Other things were different, too, of course. Classes with fewer than 12 students debated political theories, often guided by teachers with PhDs. I could walk downstairs and knock on my math teacher’s door after dinner or on a Saturday night to get tutoring. At my public school, teachers oversaw 30 students reading out of old textbooks. Our bathrooms often had their toilet seats and doors stolen. And the school couldn’t set up a print student newspaper because of the cost.

One thing that wasn’t different? There were lots of non-White faces around me — just like at my public school. Exeter’s student body is quite racially diverse, with more than half of its students identifying as people of color.

But racial diversity does not necessarily mean economic diversity. About half of Exeter families pay more than $60,000 annually to attend — nearly as much as the median household income in the United States. Similarly, at Harvard, 71 percent of Black, Hispanic and Native American students come from wealthy homes.

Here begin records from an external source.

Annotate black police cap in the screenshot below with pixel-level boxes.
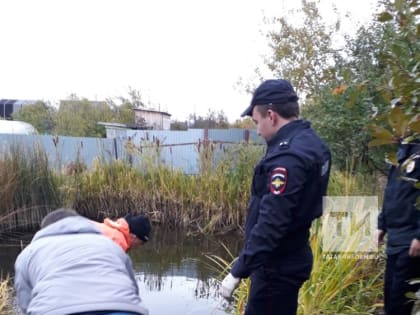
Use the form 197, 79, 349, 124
241, 79, 298, 117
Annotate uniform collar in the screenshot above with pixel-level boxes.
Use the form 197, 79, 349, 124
267, 119, 311, 149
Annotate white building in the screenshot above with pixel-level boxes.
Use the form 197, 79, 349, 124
134, 108, 171, 130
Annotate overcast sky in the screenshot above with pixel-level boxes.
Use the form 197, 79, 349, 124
0, 0, 376, 122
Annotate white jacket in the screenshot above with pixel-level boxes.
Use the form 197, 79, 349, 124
15, 216, 149, 315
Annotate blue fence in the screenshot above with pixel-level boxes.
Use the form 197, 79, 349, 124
0, 129, 261, 174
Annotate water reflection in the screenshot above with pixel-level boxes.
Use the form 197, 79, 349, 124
130, 229, 240, 315
0, 228, 241, 315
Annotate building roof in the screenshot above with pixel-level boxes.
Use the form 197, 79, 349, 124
133, 108, 172, 117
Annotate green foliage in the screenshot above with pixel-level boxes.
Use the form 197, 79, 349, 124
0, 145, 61, 231
12, 101, 56, 134
362, 0, 420, 154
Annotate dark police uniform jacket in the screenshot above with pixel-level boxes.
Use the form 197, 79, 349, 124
231, 120, 331, 278
378, 143, 420, 255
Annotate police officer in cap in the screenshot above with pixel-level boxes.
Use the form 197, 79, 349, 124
376, 141, 420, 315
221, 80, 331, 315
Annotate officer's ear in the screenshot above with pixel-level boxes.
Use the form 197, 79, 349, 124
267, 109, 278, 125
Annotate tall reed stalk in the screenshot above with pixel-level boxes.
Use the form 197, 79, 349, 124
0, 144, 61, 232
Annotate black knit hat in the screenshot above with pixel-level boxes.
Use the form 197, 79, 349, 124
241, 79, 298, 117
124, 213, 152, 242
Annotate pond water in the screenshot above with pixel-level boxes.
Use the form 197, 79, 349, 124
0, 228, 242, 315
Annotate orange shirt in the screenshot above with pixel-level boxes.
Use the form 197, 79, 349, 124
94, 218, 131, 251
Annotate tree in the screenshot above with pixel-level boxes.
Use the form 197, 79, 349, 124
360, 0, 420, 164
266, 0, 340, 96
12, 101, 56, 134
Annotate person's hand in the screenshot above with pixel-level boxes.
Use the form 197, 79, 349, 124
408, 238, 420, 257
220, 273, 241, 300
375, 229, 385, 246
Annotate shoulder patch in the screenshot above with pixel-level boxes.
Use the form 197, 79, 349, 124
270, 167, 287, 195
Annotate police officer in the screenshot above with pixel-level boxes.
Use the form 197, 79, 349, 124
377, 142, 420, 315
221, 80, 331, 315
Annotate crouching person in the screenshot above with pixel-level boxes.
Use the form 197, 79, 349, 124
15, 209, 149, 315
93, 213, 152, 252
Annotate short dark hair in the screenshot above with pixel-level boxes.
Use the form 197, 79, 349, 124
256, 102, 300, 119
41, 208, 79, 229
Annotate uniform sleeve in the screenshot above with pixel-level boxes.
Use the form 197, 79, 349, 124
231, 156, 307, 278
378, 211, 386, 231
14, 251, 32, 314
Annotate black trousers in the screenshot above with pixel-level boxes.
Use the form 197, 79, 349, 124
245, 247, 313, 315
384, 249, 420, 315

And that’s the deeper reality I confronted at Exeter. Other minority students have attended private schools since they were toddlers, and I was different. Money, not my ethnic background, prevented me from accessing those same opportunities. Such a financial chasm can have an enormous impact. According to a 2011 Stanford University analysis, for instance, the academic achievement gap between high- and low-income families is nearly twice as large as the Black-White achievement gap, and the disparity has shown no sign of closing. My ethnicity never held me back from what I could achieve; growing up under-resourced did.

As a nation, we put too much emphasis on the appearance of diversity. But diversity is more than a picture of a multiracial friend group studying together on an academic quad. It’s about that friend group exchanging ideas to create a future in which the next generation develops a more nuanced way of looking at the world. If you admit an entire body of students from diverse races and ethnicities but with the same kind of upbringing, you’ll still end up producing a lot of people who think the same way.

It is shallow for institutions to group students by racial and ethnic identities because there is an inherent assumption that people from the same group come from the same walk of life. In reality, students from the same economic and educational background can have far more in common than students who click the same box on a college application.

The Supreme Court’s landmark decision on affirmative action has higher education asking a simple question: What now? My experience suggests the answer. Colleges should not use race as a tool to measure diversity; they should use the actual characteristics they stereotype with race. Considering diversity in income, familial education statuses and other learning barriers will yield a class truly diverse in race, ethnicity and thought.